Gürgan, kadın için ileri yaşın kısırlık açısından önemli bir risk faktörü olduğunu belirterek, "Çünkü yumurtalıklar, doğuştan itibaren var olan kapasitesini, ömrün belli bir kısmında harcar ve bitirir. Bu da kadının çocuk sahibi olmak için ölene kadar zamanı yok demektir." ifadelerini kullandı.
Yumurtalık kistlerinin de önemli bir sorun olduğuna dikkati çeken Gürgan, "Bunların içinde çikolata kisti olan kadınların yumurta rezervlerinde ve yumurta kalitesinde azalma söz konusudur. Adet düzensizlikleri ve buna sıklıkla sebep olan poliksitik over hastalığına sahip kadınlar da kısırlık açısından doğru değerlendirilmesi gereken hastalardır." şeklinde konuştu.

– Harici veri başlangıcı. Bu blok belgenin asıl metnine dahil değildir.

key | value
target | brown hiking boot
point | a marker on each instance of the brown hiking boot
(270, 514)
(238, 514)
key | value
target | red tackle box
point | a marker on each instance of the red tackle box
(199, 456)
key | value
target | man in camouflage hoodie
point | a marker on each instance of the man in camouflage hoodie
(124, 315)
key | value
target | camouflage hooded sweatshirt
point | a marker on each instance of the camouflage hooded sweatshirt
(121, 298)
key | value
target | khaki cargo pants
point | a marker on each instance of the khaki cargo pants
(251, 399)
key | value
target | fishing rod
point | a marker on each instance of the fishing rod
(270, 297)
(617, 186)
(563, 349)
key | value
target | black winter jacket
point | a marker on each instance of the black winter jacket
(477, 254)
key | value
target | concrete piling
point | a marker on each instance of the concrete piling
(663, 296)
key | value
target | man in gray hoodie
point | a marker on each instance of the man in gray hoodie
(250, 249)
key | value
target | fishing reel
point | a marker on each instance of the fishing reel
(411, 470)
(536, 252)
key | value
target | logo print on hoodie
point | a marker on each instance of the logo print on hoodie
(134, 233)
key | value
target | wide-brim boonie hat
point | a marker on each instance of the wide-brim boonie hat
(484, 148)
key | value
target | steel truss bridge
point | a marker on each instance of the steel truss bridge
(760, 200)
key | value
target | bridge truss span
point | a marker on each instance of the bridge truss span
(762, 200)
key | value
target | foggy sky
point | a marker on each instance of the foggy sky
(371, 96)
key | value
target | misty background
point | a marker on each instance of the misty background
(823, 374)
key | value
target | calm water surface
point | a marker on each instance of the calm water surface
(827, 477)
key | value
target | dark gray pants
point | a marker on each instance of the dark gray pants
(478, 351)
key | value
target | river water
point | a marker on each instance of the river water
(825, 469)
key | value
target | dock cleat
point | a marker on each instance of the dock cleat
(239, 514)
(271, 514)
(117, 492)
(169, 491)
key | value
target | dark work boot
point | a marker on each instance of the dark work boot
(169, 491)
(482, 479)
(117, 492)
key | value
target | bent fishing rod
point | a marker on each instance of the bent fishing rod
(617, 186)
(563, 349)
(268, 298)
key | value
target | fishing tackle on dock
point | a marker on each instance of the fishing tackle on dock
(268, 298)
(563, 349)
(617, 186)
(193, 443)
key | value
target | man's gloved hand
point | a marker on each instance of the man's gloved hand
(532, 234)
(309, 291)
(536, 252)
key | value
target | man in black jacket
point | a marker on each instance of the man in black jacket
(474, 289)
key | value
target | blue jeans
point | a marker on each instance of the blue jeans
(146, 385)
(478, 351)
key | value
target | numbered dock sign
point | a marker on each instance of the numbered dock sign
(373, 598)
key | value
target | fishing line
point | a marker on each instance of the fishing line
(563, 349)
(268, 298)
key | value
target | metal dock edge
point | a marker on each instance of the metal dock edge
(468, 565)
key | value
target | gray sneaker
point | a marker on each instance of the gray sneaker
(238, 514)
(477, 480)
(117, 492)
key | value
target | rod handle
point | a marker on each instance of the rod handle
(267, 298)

Prof. Dr. Gürgan, tüplerde oluşan tıkanıklıklar, rahim içindeki şekil bozuklukları, miyom ya da poliplerin de kadınların gebeliğine engel olabildiğini belirterek, hormon bozukluklarının, genetik hastalıkların da gebe kalmada sorun yaşatabileceğini söyledi.
Erkek kısırlık sorunlarının ise sperm değerini bozacak ilaç kullanımı, toksik maddeler, ateşli hastalıklar, testislere uygulanmış cerrahi ameliyatlar ve genetik sorunlar olduğunu kaydeden Gürgan, bunların dışında doğrudan hormonları etkileyen stres gibi dış faktörlerin de etkisinin önemine değindi.
"10 KİLO FAZLALIK, SAĞLIKLI GEBELİK ŞANSINI DÜŞÜRÜYOR"
Değiştirilebilir etkenlerle kısırlığın önlenebileceğine işaret eden Gürgan, çağın en önemli halk sağlığı sorunlarından olan obezitenin de bunların başında geldiğini söyledi.
Gürgan, obezitenin kısırlık üzerindeki etkisinin bilimsel verilerle ortaya konulduğunu vurgulayarak, "Kişinin vücudundaki 10 kilo fazlalık, sağlıklı gebelik şansını düşürmektedir." dedi.
Tütün kullanımının da yumurtalık rezervlerini azalttığına dikkati çeken Gürgan, sigaranın erkeklerde spermin sayısını ve kalitesini düşürdüğünü kaydetti.